Rocky Mountain Section - 64th Annual Meeting (9–11 May 2012)

Paper No. 10
Presentation Time: 11:15 AM

LARGE-VOLUME QUATERNARY TRAVERTINE DEPOSITS IN THE RIO GRANDE RIFT AND JEMEZ LINEAMENT, NEW MEXICO AND ARIZONA: IMPLICATIONS FOR PALEOCLIMATE, LANDSCAPE EVOLUTION, AND NEOTECTONICS


PRIEWISCH, Alexandra1, CROSSEY, Laura J.1, EMBID, Eileen H.1, KARLSTROM, Karl E.1, POLYAK, Victor J.1, ASMEROM, Yemane1, RICKETTS, Jason W.2 and NERESON, Alexander1, (1)Earth and Planetary Sciences, University of New Mexico, Albuquerque, NM 87131, (2)Earth and Planetary Science, University of New Mexico, Albuquerque, NM 87131, arp2301@unm.edu

New Mexico and Arizona host several large-volume (0.2-0.9 km3) travertine deposits with surface areas of 10 - 40 km2 and thicknesses ranging from 5 to more than 60 m.
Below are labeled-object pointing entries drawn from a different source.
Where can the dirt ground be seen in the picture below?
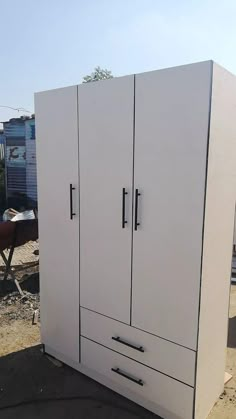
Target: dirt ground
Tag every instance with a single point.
(225, 408)
(27, 374)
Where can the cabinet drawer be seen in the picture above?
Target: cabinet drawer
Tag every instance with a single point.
(157, 353)
(171, 398)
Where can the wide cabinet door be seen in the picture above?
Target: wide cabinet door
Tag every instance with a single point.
(57, 163)
(171, 129)
(106, 111)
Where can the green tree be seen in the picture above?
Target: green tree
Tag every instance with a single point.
(98, 74)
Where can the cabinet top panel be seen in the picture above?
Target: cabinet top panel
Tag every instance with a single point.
(202, 63)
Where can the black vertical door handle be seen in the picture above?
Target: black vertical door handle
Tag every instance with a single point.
(136, 223)
(71, 201)
(124, 221)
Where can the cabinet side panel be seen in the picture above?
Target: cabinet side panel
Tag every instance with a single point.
(217, 243)
(57, 161)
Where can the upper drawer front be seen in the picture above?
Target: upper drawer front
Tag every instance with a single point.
(169, 398)
(164, 356)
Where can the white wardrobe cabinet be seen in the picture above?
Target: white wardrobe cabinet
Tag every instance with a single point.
(137, 191)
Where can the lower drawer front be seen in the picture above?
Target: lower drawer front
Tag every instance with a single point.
(173, 399)
(157, 353)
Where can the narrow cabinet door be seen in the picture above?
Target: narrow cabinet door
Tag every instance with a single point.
(171, 129)
(58, 183)
(106, 165)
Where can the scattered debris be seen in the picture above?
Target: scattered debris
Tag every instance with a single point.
(35, 316)
(14, 306)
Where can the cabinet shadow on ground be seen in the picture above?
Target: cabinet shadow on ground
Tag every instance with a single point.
(232, 333)
(28, 376)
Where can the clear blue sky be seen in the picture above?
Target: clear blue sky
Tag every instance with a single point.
(50, 43)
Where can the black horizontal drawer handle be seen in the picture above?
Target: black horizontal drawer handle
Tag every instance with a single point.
(118, 339)
(123, 374)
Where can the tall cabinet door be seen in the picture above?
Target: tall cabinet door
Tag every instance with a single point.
(106, 167)
(171, 130)
(57, 163)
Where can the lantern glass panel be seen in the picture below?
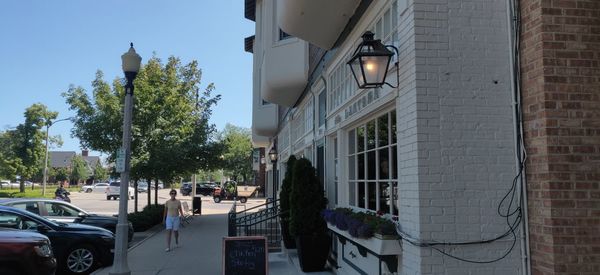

They are present both along the NE-trending Jemez lineament and NS-trending Rio Grande rift and record natural CO2 leakage related to Quaternary magmatic CO2 degassing. U-series data show that travertine deposition overlapped temporally from place to place. High volume deposition was not steady, but occurred episodically at 36-100 ka, 200-380 ka, and 520-660 ka. Stable isotope analyses from the travertines overlap substantially, exhibiting high δ13C values, +2.0‰ to +8.3‰, and δ18O values that range between -13.5‰ to -4‰. High δ13C values are interpreted to be caused by rapid CO2 degassing while the range of δ18O values is interpreted to represent changing water temperatures and mixing trends of groundwater. Times of high accumulation rates are interpreted as times of high groundwater flow and hence as a proxy for regional paleohydrology/paleoclimate control, while the primary control on the spatial localization of large-volume travertine is high tectonic CO2 flux in areas of mantle upwelling, crustal magma chambers, and fault conduits. Large-volume travertine occurrences are important indicators of the extent of past natural CO2 leakage that can inform carbon sequestration models. By analogy to the active Springerville CO2 gas field in Arizona, the large volumes and similar platform geometries of the travertine occurrences in New Mexico are interpreted to record extinct or dormant CO2 fields. Travertine platforms now occupy positions high in the landscape (inverted topography) and also provide data on the scales and timing of regional landscape evolution. Erosion rates measured from travertine-capped mesas reveal differential denudation across the study areas and may have implications for Quaternary uplift associated with the Jemez lineament.